Not only were plasma concentrations similar during epidural and IV sufentanil administration, but analgesia was also virtually identical. Patients in both groups experienced considerable pain immediately before the start of PCA; however, pain scores in each group decreased to 4 cm within an hour and averaged only 3 cm after 10 hours. Furthermore, sedation scores were comparable in the two groups, as were other opioid-related complications such as nausea, pruritus, and desaturation.

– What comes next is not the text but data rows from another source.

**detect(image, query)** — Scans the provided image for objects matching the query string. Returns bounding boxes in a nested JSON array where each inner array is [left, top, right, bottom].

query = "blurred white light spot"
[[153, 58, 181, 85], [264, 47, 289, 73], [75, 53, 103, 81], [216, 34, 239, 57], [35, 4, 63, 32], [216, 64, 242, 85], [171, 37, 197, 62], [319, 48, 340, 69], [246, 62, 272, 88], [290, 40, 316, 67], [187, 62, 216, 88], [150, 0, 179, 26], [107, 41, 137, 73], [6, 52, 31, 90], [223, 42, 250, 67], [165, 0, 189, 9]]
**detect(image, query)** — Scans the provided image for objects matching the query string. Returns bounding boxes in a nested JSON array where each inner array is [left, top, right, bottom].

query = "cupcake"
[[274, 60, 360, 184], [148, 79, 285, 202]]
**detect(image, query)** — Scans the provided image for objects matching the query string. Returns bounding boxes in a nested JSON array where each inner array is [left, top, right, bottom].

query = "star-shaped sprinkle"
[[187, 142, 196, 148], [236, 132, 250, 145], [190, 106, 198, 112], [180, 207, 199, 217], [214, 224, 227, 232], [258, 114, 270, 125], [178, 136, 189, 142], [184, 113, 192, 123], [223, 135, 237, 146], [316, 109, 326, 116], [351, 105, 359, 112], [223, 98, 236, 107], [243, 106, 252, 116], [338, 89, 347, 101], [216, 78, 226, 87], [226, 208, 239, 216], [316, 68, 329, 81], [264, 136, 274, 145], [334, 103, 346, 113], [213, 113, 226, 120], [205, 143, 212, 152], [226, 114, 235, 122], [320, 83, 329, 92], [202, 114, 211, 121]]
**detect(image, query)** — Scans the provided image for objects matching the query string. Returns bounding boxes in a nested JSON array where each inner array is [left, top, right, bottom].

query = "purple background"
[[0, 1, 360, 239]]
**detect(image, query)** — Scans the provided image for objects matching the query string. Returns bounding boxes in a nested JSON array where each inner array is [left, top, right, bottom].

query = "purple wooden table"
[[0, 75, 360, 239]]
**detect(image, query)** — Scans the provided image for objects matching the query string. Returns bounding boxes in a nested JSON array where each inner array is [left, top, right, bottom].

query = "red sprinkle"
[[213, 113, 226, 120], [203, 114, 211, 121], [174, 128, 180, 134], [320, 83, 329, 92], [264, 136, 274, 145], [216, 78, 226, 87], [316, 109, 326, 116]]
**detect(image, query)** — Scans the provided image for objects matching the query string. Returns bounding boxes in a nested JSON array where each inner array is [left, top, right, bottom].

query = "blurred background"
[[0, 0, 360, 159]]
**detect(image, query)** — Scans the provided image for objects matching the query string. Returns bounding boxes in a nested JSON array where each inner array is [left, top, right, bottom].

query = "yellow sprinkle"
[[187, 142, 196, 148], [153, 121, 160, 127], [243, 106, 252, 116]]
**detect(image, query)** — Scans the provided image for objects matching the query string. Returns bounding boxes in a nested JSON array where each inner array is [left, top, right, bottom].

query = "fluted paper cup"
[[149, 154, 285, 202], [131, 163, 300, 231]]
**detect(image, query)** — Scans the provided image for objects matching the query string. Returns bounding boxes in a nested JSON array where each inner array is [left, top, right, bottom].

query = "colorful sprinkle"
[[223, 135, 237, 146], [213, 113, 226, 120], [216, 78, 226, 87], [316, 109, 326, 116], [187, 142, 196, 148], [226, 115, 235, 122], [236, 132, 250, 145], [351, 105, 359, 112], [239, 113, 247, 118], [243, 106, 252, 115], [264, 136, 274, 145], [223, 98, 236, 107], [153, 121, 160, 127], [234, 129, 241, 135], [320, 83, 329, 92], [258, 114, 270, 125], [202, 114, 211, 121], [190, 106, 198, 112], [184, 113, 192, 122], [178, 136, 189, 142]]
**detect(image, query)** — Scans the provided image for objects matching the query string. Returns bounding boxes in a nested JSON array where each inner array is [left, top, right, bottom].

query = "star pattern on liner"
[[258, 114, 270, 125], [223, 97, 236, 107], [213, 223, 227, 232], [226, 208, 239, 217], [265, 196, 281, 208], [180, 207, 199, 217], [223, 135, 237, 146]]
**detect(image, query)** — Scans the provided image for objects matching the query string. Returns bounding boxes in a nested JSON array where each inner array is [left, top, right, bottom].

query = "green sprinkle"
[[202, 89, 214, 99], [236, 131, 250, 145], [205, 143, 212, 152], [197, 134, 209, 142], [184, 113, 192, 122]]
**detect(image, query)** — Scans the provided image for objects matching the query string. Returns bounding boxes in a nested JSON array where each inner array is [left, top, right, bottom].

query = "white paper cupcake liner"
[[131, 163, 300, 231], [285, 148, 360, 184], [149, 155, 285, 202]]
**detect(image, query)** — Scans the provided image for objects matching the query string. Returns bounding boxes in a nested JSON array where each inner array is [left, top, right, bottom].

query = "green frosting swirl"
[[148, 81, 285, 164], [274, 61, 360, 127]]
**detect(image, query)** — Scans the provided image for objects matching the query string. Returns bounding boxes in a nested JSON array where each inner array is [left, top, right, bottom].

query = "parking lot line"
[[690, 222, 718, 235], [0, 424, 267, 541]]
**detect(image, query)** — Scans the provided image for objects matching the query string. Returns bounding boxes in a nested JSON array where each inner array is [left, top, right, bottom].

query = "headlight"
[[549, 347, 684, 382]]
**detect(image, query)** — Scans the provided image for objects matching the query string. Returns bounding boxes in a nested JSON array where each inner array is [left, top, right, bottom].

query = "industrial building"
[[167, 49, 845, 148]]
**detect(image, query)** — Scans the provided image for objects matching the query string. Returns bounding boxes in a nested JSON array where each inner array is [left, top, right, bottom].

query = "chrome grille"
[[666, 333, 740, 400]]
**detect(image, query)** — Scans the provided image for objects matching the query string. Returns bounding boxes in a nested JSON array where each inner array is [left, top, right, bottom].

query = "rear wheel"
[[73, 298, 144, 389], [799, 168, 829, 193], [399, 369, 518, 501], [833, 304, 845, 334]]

Plasma sufentanil concentrations, pain relief, and opioid-induced complications were all comparable in each group. These data support the belief that the primary mechanism by which epidurally administered sufentanil produces analgesia is via systemic absorption of the drug with subsequent recirculation to supraspinal opioid receptors. However, in this study, we did not study larger bolus doses of epidural sufentanil, and we did not investigate other supraspinal effects, such as ventilatory responses to CO₂ and pupillary constriction. Indeed, our results are likely attributed to the fact that we studied the effects of small-dose boluses. Larger bolus doses probably exert their effects through a combination of spinal and supraspinal actions (2,4,5), suggesting that the extent of concentration gradient is determinant to facilitate the lipid-soluble transfer from the epidural space, through the meninges, and into the spinal cord.

Although plasma concentrations were similar, patients assigned to epidural opioid required nearly 50% more sufentanil to achieve comparable pain relief; this demonstrated that the systemic bioavailability of sufentanil administered epidurally was <1 during the study period. Although venous plasma concentrations may not reflect effect site concentrations, we did not measure the cerebrospinal fluid sufentanil concentrations for ethical reasons. Our results nonetheless suggest that sufentanil was absorbed into epidural fat, and this is consistent with its extreme lipophilicity. This theory is also consistent with a postmortem study in which sufentanil concentrations in epidural fat and the spinal cord were measured after chronic epidural infusion. The largest sufentanil concentrations were found in epidural fat near the tip of the catheter (16). Moreover, the progressive and divergent increase in the cumulative sufentanil doses that we observed suggested that the epidural fat was not saturated during the study period.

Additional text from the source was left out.